Point #3 covers the incredibly broad area of sinful acts done with the body. Certainly sins such as murder, adultery, and theft are on this list, but so are sins such as flying into an ungodly rage, lying, gambling, using profane language, and looking at pornography. Basically, whenever the Christian takes the indwelling Holy Spirit along for a ride He doesn’t want to go on, that Christian defiles the temple that is his or her body.
What we, as Christians, must realize is that Jesus wants lordship over every area of our lives. That includes how we eat, how we look, and how we act. Sadly, far too many Christians simply don’t do their part to keep their temple unspotted and acceptable to the Lord. To help with this problem, let me offer a tried-and-true piece of advice: Christian, before you put anything in your body, on your body, or do anything with your body, ask yourself, “If I do this, will it upset the Holy Spirit who dwells inside me?”

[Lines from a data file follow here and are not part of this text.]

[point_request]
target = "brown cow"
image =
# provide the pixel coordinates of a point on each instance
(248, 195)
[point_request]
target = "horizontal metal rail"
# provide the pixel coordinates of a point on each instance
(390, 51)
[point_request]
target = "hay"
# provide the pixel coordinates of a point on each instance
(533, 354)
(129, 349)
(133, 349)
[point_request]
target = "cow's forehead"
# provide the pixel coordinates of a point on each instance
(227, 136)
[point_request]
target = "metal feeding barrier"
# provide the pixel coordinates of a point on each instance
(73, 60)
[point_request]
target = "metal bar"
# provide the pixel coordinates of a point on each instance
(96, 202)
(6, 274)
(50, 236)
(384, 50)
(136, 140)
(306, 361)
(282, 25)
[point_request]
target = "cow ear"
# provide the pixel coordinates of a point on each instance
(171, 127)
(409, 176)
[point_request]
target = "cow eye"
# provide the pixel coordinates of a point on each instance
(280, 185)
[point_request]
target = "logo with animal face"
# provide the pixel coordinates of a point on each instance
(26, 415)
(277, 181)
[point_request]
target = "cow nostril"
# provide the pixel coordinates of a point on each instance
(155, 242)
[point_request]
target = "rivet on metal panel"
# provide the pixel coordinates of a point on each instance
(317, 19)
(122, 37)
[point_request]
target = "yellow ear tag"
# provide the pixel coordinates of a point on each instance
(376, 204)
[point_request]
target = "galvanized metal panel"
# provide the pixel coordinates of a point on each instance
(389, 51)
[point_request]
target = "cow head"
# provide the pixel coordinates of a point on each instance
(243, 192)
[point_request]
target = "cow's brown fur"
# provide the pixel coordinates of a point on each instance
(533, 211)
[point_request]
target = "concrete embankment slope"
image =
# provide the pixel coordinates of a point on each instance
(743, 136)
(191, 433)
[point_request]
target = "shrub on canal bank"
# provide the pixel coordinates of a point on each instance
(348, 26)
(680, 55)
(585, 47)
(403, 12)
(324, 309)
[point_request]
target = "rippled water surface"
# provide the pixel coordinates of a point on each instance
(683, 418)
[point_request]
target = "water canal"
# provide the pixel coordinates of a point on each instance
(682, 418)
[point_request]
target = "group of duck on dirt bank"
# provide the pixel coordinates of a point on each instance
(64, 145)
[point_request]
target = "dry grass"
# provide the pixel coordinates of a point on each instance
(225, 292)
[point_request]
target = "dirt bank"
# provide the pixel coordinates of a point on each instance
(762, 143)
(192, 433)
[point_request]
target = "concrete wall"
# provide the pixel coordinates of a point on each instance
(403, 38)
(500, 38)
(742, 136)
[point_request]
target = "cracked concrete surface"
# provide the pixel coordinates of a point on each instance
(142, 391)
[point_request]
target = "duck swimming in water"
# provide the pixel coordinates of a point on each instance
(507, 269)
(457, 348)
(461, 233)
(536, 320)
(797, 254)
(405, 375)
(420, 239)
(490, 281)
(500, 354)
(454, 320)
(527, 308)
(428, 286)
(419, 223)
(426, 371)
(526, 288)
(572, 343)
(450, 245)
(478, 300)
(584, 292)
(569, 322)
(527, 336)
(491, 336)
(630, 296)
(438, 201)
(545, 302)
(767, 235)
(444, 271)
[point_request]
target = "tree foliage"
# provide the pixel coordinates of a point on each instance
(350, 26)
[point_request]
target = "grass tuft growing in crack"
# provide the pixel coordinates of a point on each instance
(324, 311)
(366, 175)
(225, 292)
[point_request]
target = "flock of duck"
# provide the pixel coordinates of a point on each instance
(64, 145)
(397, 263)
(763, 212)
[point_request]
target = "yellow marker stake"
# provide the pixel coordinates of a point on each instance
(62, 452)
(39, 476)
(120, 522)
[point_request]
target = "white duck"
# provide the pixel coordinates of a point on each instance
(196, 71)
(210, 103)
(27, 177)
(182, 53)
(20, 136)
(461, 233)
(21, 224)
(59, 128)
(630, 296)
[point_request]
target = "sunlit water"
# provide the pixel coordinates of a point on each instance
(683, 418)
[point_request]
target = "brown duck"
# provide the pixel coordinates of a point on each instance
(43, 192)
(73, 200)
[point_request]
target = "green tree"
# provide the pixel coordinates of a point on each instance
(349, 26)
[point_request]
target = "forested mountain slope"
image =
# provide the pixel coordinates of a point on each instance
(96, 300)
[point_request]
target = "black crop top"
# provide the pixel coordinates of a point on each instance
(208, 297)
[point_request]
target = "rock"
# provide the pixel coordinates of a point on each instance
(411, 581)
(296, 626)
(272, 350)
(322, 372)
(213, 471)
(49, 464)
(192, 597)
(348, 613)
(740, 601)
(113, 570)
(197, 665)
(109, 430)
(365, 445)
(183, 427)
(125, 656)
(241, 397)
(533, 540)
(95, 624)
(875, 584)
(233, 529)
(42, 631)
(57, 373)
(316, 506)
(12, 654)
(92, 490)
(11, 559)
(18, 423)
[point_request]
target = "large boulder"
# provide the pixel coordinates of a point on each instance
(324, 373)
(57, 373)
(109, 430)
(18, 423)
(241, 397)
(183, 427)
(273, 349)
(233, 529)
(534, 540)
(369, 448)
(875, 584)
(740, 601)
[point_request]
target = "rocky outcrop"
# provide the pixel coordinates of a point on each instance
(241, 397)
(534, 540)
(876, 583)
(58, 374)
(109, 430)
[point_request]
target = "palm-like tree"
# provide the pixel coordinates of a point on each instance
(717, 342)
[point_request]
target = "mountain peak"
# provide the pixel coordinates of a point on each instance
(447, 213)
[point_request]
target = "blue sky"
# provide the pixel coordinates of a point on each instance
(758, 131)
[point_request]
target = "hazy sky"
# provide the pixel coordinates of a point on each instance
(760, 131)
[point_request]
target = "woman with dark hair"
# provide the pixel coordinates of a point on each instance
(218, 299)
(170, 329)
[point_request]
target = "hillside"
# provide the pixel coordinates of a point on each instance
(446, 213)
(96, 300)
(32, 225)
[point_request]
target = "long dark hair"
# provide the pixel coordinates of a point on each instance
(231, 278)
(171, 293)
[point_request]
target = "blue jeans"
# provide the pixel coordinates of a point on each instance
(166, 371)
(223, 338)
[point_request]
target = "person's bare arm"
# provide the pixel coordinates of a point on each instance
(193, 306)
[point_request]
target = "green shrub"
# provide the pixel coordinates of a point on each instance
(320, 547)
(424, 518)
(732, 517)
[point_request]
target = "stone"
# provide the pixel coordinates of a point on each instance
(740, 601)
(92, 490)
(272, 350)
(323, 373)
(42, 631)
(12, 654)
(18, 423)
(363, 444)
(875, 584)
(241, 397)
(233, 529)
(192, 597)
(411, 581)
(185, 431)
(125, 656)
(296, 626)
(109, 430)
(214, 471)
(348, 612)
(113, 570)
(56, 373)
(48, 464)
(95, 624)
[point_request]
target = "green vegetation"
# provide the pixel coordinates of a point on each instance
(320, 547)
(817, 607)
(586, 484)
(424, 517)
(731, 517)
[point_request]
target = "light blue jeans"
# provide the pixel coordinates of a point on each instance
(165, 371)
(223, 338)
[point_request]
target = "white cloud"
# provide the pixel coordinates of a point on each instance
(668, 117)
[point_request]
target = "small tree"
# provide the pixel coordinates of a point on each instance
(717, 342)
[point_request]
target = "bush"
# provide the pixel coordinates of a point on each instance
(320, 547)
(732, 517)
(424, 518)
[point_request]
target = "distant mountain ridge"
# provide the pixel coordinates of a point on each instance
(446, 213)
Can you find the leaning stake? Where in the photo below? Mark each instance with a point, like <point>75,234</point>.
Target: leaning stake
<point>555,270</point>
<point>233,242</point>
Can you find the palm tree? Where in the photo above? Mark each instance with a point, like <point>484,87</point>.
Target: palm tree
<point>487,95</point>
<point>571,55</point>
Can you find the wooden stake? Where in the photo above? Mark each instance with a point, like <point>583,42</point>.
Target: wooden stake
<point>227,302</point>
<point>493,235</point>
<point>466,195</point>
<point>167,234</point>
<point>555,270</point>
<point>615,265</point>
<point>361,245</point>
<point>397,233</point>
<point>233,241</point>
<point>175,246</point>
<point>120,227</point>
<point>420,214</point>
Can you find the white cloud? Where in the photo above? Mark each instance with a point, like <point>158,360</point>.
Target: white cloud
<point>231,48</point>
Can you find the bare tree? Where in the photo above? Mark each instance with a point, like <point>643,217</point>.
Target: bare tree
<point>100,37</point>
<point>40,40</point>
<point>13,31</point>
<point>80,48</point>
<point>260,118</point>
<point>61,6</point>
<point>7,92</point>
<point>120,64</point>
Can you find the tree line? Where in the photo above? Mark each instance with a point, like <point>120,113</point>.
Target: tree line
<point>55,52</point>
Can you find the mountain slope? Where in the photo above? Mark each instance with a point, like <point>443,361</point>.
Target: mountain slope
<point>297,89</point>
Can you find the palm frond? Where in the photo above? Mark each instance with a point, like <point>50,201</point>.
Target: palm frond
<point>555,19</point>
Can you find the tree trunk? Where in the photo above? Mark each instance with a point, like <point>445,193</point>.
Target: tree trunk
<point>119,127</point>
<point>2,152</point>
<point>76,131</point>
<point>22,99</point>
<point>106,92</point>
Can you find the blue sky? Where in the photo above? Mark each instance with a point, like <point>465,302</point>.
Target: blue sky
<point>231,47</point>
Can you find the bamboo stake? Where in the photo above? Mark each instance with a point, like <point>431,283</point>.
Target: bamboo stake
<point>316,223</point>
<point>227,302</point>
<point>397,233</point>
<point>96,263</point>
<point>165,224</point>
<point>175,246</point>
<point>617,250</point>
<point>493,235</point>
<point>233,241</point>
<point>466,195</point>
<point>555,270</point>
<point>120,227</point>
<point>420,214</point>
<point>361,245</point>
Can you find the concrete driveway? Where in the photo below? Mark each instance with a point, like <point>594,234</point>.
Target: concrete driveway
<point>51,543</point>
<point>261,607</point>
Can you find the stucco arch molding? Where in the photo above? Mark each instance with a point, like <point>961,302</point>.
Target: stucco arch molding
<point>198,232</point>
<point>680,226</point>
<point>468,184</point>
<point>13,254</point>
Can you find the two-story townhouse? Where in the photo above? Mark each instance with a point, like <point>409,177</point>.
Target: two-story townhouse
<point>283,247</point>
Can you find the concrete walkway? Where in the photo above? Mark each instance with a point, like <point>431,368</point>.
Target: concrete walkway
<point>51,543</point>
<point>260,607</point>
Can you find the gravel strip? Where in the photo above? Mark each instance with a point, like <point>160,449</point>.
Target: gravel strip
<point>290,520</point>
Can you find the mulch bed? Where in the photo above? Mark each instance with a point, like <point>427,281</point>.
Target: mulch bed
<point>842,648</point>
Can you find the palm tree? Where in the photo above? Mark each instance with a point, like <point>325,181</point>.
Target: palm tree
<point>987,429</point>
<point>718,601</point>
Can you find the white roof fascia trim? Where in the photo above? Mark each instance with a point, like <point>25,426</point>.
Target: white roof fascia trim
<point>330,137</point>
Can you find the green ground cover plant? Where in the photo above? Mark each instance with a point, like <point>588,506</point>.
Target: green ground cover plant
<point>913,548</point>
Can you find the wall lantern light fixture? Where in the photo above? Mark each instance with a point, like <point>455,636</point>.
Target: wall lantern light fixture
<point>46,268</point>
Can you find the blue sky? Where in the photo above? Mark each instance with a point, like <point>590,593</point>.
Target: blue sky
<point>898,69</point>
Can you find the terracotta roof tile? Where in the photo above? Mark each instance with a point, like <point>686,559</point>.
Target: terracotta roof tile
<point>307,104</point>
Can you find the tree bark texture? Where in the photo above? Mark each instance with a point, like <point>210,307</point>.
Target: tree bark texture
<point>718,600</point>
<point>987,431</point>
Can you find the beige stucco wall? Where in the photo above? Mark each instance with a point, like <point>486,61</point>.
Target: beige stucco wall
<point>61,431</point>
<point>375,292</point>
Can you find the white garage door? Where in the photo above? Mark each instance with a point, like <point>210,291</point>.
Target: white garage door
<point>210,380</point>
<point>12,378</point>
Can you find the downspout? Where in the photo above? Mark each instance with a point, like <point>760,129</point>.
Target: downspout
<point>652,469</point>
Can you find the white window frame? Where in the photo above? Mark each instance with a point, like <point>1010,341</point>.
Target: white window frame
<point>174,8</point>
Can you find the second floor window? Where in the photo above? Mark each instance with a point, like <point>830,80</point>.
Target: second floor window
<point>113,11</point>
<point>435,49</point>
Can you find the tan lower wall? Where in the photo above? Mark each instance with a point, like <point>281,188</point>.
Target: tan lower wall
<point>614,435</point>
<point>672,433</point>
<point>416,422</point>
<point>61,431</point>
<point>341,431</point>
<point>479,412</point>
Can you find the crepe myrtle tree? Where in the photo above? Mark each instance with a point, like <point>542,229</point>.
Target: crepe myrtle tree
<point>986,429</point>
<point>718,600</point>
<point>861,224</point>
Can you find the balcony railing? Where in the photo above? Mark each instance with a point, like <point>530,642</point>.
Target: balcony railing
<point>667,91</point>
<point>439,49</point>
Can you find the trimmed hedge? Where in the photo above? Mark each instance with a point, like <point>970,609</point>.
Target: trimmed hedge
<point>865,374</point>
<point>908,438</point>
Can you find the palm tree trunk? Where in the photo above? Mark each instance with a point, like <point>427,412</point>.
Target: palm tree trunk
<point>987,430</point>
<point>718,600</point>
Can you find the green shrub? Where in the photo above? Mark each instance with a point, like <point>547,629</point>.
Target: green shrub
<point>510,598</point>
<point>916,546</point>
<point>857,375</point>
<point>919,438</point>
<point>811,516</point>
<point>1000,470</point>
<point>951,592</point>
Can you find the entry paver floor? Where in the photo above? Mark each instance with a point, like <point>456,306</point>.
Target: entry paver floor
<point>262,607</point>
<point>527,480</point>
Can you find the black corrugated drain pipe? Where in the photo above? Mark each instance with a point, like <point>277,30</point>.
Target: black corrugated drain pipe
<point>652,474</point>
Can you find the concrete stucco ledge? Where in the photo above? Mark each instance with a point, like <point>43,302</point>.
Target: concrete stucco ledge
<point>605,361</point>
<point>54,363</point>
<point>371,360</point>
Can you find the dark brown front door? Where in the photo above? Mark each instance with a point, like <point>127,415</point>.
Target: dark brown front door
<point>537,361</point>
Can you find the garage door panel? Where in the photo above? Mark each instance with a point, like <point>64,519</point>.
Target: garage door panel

Read James 4:5 sometime. That verse says that the Spirit who dwells within us yearns jealously. Yes, Christian, you can make the indwelling Holy Spirit jealous. When you overeat, you make Him jealous because He gets the idea that you love food more than Him. When you let your body get out of shape, He gets jealous because He gets the idea that you don’t care about His temple. When you put something sinful in your body, He gets jealous because He gets the idea that you’d rather have that something than Him. When you put something sinful on your body, He gets jealous because He gets the idea that you are more concerned about impressing others than impressing Him. When you do something sinful with your body, He gets jealous because He gets the idea that His opinion of what you should and shouldn’t do means nothing to you.
And so, in closing, I’ll ask you, the Christian, “How’s your temple looking these days?” Is it a place the Holy Spirit is proud to call home? If it’s not, you need to make the necessary repairs. For some of us, that might mean starting something (for example, an exercise program). For others, it might mean giving up something (for example, cigarettes). But whatever action the repairs call for, do it without delay. After all, nobody, even God, likes to live in a house that causes them shame.